Le temps à Nairobi est assez capricieux. Le matin et dès
la tombée de la nuit il fait frais, le pull n’est pas de trop pour déjeuner ou
diner dehors. Pendant la journée c’est la grosse chaleur et il nous est
impossible de rester en plein soleil, l’ombre est la bien venue mais avec le
vent qui souffle régulièrement il y fait presque trop frais, alors nous ne
cessons d’alterner entre chaleur et fraicheur. La pluie fait quelques
apparitions et heureusement c’est le plus souvent pendant la nuit mais quand
c’est en plein jour c’est nettement moins marrant, nous nous replions dans la
salle à manger ou le salon du camping.
Toutes les semaines, nous
changeons nos toiles de tente d’emplacement pour laisser respirer l’herbe que
nous aplatissons. Notre déménagement ne nous occupe que deux petites heures
dans une matinée.
Nous voyons beaucoup de voyageurs arriver et repartir du
camping. La plupart arrivent par le nord de l’Afrique de l’est et descendent presque tous à Cap Town en Afrique du Sud. De
là beaucoup embarquent voitures où moto sur des bateaux tandis qu’eux regagnent
leurs pays par la voie des airs. Très peu pensent remonter en Europe par
l’Afrique de l’ouest ! De nombreux voyageurs laissent leurs véhicules en
pension chez Chris et ne reviennent au Kenya que pendant leurs vacances. La
faune des voyageurs est éclectique, il y a évidemment beaucoup d’allemands, pas
étonnant c’est la nationalité de Chris mais de très nombreuses nationalités
cohabitent au Jungle Jonction. Nous voyons défiler des autrichiens, des
anglais, des états-uniens, des suisses, des espagnols, une italienne, un
israélien, des polonais, des belges (en famille) des Sud africains, un
canadien, des hollandais.
A part Stéphane, le jeune routard,
le premier français que nous croisons est Jacques à bord d’un camion Mercedes.

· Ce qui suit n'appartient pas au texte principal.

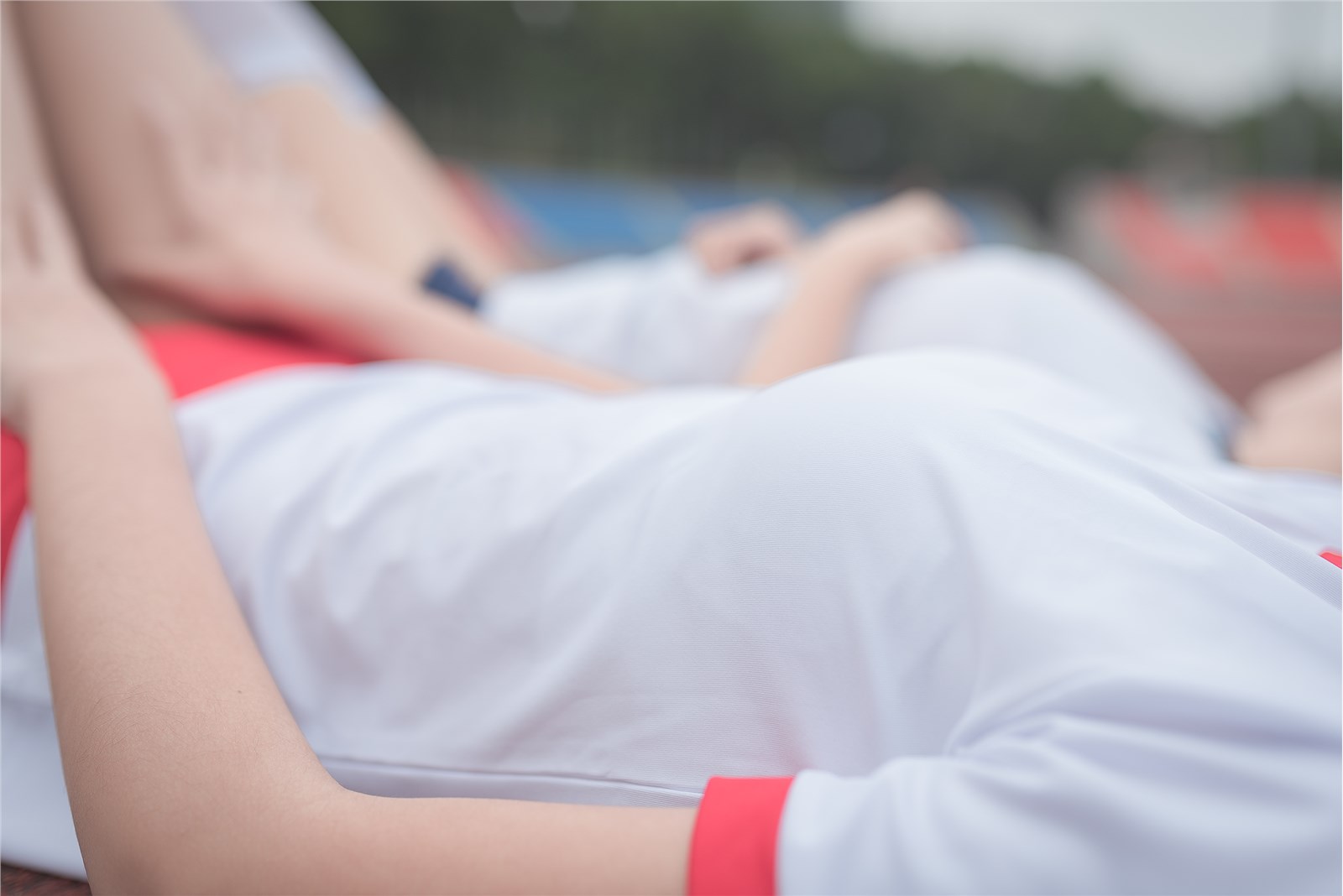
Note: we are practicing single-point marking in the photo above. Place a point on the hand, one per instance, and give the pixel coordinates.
(743, 237)
(248, 242)
(913, 226)
(54, 324)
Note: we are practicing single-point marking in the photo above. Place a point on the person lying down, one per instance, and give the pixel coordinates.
(953, 616)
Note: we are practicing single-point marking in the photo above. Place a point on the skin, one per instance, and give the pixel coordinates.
(183, 763)
(248, 250)
(1296, 420)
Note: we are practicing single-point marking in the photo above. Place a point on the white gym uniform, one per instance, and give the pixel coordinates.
(1006, 632)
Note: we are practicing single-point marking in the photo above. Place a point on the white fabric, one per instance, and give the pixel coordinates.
(1029, 638)
(662, 320)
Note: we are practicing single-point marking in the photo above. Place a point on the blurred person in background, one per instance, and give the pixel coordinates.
(441, 568)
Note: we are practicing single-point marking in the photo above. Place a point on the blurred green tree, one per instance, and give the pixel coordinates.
(772, 90)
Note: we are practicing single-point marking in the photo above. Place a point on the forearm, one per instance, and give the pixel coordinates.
(375, 317)
(174, 738)
(816, 324)
(185, 768)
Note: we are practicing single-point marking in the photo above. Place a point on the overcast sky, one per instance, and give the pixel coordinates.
(1206, 58)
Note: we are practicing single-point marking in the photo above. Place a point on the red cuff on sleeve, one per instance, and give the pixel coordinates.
(732, 851)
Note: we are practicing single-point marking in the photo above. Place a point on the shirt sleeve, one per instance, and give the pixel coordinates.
(1138, 793)
(732, 851)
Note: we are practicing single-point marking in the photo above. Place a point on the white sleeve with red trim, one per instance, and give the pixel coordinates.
(1134, 788)
(1115, 785)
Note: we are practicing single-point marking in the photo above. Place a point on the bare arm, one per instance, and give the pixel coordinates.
(185, 768)
(834, 273)
(248, 250)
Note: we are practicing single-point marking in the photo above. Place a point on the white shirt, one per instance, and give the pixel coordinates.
(1011, 638)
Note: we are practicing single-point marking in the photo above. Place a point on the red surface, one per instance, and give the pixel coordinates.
(192, 357)
(736, 832)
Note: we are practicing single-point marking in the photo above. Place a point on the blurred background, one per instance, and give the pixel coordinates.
(1188, 152)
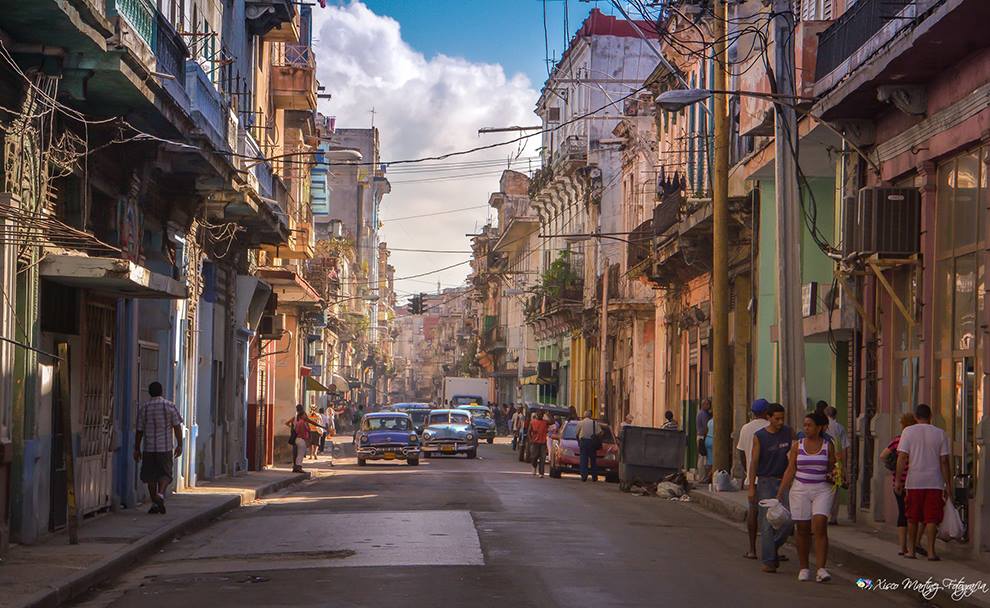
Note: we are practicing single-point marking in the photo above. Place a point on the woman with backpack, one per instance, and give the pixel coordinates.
(299, 436)
(889, 459)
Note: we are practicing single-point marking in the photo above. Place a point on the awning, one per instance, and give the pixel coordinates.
(250, 301)
(312, 384)
(338, 382)
(113, 276)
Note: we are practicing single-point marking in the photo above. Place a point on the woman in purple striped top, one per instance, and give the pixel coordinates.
(809, 477)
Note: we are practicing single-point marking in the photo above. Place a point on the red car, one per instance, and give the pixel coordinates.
(565, 455)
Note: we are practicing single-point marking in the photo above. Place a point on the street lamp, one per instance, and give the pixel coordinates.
(678, 99)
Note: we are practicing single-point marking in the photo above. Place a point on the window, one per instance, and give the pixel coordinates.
(961, 200)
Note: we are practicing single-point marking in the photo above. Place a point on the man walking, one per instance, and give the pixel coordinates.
(701, 430)
(841, 440)
(157, 421)
(745, 447)
(771, 446)
(517, 426)
(924, 453)
(538, 428)
(588, 442)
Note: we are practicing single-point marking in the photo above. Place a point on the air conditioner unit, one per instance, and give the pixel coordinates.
(883, 221)
(271, 327)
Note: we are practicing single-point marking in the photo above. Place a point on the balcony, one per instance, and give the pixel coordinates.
(208, 108)
(885, 44)
(755, 114)
(861, 22)
(293, 76)
(262, 16)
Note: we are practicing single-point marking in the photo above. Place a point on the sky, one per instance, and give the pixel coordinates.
(435, 71)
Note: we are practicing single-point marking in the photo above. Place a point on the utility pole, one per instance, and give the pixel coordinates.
(721, 395)
(790, 329)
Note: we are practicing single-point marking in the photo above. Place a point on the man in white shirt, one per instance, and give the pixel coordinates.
(745, 447)
(924, 453)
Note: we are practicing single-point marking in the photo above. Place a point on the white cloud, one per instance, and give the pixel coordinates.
(423, 107)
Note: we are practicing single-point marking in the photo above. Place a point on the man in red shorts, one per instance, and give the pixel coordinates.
(924, 453)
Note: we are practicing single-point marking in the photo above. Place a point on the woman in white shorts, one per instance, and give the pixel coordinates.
(809, 477)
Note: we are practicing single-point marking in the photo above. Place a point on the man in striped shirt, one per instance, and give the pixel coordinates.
(158, 420)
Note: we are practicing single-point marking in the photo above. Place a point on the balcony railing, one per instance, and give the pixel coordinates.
(292, 56)
(140, 14)
(853, 29)
(170, 50)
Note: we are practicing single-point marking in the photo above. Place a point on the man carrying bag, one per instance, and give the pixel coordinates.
(589, 441)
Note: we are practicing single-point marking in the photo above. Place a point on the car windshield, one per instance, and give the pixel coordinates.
(418, 416)
(449, 417)
(570, 432)
(385, 423)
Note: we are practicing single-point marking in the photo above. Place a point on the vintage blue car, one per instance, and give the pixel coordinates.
(482, 421)
(387, 436)
(450, 432)
(417, 411)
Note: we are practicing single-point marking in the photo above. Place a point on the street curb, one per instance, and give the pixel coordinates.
(113, 566)
(848, 558)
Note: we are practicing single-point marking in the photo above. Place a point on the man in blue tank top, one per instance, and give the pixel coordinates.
(770, 448)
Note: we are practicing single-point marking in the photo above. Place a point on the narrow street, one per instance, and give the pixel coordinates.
(455, 532)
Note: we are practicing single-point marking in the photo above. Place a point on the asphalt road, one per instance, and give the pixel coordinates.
(454, 532)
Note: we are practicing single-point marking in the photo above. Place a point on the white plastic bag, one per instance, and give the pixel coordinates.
(951, 526)
(777, 513)
(722, 482)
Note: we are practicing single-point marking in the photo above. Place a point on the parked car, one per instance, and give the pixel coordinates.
(565, 454)
(387, 436)
(482, 421)
(417, 411)
(450, 432)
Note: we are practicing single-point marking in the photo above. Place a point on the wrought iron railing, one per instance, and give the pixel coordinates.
(285, 54)
(170, 50)
(853, 29)
(140, 14)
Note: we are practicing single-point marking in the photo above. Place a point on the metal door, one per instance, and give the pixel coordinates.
(95, 464)
(59, 488)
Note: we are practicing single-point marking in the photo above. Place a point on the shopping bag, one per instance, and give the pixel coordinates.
(951, 526)
(777, 513)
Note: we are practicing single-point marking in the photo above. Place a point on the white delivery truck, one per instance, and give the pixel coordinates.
(465, 391)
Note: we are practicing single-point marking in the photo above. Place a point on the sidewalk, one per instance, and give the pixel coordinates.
(859, 548)
(53, 571)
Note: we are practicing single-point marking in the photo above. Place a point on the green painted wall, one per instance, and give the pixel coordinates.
(820, 362)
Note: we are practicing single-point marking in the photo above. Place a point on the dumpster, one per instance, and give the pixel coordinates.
(647, 455)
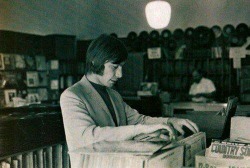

Il est seul, non pas vraiment car il voyage avec son chien Bouba, un Fox
Terrier. Dès le premier contact avec Ulysse c’est l’affrontement et nous sommes
obligés d’attacher les deux chiens sous peine de chicanes sérieuses et coups de
crocs hargneux des deux côtés. Ils ne peuvent pas se voir ! Jacques n’en
est pas à son premier périple en Afrique, il est passé par
Ensuite, ce sont Laurent, Sylvie
et leurs trois enfants Maïté, Gaëlle, Loïc et leur petite chienne Djune qui
arrivent également du nord. Nous passons ensemble de très bons moments d’autant
plus que ce sont d’anciens « voileux », qu’ils ont vécus et
travaillés en Martinique et qu’ils ont fait la transat retour avec un voilier
de tout juste
Notre séjour forcé à Nairobi va sûrement nous occasionner
des frais supplémentaires, (achat de la toile de tente, camping, prolongement à
coup sûr des visas de Tanzanie ou du Kenya) Chris nous conseille de faire appel
à un avocat pour essayer de tirer quelques indemnités auprès de l’assurance de
« AA » Nous allons au consulat de France à Nairobi, où nous nous
sommes déjà rendus pour notre problème de prorogation de nos permis de conduire
internationaux. L’accueil a été moins chaleureux qu’à Dar-es-Salaam et sans
ambages, la jeune fonctionnaire qui nous reçoit nous déclare que le consulat ne
peut rien faire pour nous, qu’il faut que nous débrouiller tous seuls !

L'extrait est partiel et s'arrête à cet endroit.